乌日娜母女先下了车,又把月然搀扶下来。她本不想让人家搀扶着,这手脚都好好的,自己下个马车还是可以的。可是若是让萨伊哈看见了,又得骂乌日娜偷懒不好好伺候之类的,也就勉为其难了。
一阵冷风吹来,月然紧了紧身上的皮袍,这凉京还不是一般的冷啊。跺了跺冻麻了的脚,方才跟着萨伊哈亦步亦趋地往前行去。
入眼的都是黄瓦红砖,这凉京虽然地处边陲,可螭国的国力不容忽视,单从这气派的宫城就看出来了。方正的大殿巍峨矗立着,四角飞檐翘立,上头蹲着螭头兽尾。
一阵风吹过,挂在廊下的铁马叮当作响。这皇宫分明就是仿照汉族皇宫建造的,前面一进的大殿是皇上临朝称制的地方,宽大的匾额上几个烫金的大字“承德殿”。
月然默默地打量着,目光并不张扬,这宫禁之地,还是小心为妙。
萨伊哈时不时地朝后看看,只见那神女娘娘举止沉稳,并没有因为头一次进皇宫就东张西望的,才十二三岁的年纪,就这么稳重,心里暗自佩服,真不愧是神女下凡啊。
萨伊哈像是来过这皇宫,一路上熟门熟路地领着,从一进大殿边绕过去,走上了一条细石子的小道,这才低声笑道:“先前神女娘娘看到的是皇上召见大臣的大殿,这往后才是后宫嫔妃们居住的地方,这条小路就通往皇太后娘娘住的‘广福宫’了。”
月然抿嘴儿一笑,轻答道:“有劳头领了。”说罢,只低头跟着。
大概一顿饭的功夫,方才来到一座坐北朝南、金碧辉煌的宫前,想来就是广福宫了。
抬头一看,果然上面的匾额上是几个奇形怪状的字,月然却认得那是“广福宫”三个字。她有时候真的很惊讶,自己从来都没有和少数民族的人们打交道的经历,为何自己偏偏能听得懂看得懂他们的文字?难道这是冥冥之中上天赋予的吗?
不过既来之则安之,她的目的还是早点儿寻找到母亲,上一生,母亲是她最大的心痛,这一生,她再也不能放手了。
既然她能穿过来,母亲说不定也穿越了,也许在某个地方等着她呢。既然上天有好生之德,自己还是遵从吧。
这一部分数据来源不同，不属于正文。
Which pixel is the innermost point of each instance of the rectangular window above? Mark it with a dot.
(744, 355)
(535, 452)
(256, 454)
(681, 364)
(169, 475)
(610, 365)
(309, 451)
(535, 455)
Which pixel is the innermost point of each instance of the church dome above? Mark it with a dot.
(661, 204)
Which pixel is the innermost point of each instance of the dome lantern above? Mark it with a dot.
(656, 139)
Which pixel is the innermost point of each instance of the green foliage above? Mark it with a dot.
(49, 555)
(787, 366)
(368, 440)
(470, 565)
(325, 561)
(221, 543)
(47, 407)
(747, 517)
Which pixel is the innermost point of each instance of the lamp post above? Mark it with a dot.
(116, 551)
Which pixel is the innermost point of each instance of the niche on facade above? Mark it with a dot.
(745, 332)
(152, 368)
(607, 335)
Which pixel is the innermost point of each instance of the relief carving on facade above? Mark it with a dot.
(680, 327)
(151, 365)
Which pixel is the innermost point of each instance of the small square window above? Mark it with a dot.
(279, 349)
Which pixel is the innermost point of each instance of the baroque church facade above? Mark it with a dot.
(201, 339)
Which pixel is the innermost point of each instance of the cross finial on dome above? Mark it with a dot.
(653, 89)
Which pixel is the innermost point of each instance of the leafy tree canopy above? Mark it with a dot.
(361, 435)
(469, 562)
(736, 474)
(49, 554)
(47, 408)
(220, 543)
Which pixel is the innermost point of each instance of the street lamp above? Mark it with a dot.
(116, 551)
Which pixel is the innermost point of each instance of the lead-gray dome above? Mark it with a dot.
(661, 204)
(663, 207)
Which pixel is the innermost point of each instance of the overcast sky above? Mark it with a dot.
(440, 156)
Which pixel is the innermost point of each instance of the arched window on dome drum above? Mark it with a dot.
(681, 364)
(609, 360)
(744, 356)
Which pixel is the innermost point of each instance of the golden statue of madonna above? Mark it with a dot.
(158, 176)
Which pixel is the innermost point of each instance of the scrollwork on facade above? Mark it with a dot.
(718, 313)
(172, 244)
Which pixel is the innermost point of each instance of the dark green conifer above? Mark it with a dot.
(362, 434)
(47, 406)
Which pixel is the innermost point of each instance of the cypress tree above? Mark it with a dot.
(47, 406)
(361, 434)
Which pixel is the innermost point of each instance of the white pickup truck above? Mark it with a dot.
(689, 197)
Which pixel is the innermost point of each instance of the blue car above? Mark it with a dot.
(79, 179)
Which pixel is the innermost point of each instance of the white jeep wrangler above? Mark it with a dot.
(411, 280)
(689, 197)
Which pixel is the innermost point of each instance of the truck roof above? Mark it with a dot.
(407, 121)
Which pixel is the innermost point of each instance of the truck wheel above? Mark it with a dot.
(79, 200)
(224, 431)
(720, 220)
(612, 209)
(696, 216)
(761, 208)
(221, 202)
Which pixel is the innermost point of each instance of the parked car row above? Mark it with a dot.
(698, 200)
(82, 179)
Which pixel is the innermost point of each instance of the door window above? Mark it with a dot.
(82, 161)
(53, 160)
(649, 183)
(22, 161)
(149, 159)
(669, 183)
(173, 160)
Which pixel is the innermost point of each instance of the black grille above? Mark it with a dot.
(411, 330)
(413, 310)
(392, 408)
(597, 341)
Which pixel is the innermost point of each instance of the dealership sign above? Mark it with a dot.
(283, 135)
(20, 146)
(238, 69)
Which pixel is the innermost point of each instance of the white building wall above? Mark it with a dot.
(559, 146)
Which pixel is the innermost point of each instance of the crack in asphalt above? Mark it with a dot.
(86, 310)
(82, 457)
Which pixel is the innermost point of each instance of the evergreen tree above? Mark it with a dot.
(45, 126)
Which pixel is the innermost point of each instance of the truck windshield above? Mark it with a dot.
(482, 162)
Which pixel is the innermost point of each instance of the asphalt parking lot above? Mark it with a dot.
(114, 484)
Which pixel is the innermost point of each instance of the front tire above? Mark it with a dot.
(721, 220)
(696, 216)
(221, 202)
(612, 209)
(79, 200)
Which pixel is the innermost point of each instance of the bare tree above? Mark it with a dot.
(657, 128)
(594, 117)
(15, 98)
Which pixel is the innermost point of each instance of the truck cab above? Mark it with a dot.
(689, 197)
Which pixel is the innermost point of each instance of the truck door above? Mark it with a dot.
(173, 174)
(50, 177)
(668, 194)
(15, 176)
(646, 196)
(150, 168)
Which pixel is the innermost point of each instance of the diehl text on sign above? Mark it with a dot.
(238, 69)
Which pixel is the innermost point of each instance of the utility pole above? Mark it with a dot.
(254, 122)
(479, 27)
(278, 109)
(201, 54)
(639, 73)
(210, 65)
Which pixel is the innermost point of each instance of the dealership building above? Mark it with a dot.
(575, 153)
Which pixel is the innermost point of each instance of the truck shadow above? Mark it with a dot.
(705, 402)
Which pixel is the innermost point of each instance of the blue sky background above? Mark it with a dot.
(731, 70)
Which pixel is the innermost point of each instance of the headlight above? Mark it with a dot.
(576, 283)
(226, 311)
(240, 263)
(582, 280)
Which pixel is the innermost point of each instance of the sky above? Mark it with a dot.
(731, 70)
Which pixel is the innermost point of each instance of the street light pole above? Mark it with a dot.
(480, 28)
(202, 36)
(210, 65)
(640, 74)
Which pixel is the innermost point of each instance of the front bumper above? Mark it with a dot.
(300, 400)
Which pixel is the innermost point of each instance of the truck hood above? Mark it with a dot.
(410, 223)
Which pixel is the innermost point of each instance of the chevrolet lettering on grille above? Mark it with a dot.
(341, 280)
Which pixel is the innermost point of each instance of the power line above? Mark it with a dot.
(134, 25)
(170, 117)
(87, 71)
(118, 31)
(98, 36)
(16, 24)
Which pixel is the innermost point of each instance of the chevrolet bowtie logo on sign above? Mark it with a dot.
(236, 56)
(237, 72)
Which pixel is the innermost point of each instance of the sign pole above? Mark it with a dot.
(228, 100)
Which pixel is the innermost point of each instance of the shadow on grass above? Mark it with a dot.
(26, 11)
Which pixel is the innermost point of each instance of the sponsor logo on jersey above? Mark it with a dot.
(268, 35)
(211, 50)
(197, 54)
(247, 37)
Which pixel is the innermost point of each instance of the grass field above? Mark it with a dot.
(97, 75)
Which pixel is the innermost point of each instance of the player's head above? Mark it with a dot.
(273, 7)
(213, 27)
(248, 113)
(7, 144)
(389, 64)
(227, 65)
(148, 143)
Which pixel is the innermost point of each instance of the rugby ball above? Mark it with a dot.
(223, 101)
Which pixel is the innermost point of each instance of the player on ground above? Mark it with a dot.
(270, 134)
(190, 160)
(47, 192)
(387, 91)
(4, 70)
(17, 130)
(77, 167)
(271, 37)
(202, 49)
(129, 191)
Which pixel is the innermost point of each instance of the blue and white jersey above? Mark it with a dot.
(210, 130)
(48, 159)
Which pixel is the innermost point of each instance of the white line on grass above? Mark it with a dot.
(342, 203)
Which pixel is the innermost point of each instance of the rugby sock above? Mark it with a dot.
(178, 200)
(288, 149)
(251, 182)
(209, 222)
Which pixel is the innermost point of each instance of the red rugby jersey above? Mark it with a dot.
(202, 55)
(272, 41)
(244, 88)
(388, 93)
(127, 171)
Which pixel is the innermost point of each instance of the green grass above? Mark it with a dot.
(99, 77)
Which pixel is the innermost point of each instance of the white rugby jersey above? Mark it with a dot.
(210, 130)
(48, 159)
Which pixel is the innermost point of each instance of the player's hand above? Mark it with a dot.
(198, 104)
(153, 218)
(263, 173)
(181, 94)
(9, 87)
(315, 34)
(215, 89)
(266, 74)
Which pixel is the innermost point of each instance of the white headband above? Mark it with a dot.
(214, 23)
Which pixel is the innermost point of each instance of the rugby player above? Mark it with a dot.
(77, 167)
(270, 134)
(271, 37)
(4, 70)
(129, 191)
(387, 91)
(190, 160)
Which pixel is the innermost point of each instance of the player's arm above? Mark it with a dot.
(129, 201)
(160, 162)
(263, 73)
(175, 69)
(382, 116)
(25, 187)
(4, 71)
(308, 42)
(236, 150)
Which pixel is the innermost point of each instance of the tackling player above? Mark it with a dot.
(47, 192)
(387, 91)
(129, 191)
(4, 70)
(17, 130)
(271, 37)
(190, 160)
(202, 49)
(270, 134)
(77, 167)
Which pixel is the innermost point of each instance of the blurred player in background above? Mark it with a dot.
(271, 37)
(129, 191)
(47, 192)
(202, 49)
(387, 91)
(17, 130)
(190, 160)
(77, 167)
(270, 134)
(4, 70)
她闭了闭有些发涩的眼睛,站在那里静静地候着。萨伊哈和守门的小太监说了几句什么,那太监就招手叫来一个宫女吩咐了,宫女蹑脚儿就进去了。
过了足足一顿饭的时辰,那宫女才急匆匆地走来,低声道:“皇太后有旨,请其他人留下,只神女一个人进去!”
萨伊哈和乌日娜母女三个只好留下,月然低了头随着那宫女轻手轻脚地进去了。
院子里俱是方大的青砖铺就,一条彩石的小路蜿蜒通向正殿。入鼻是一股淡淡的清香,满院子除了一片怒放的红梅,别无他花。许是凉京太过寒冷的缘故,也就适合梅花生长了。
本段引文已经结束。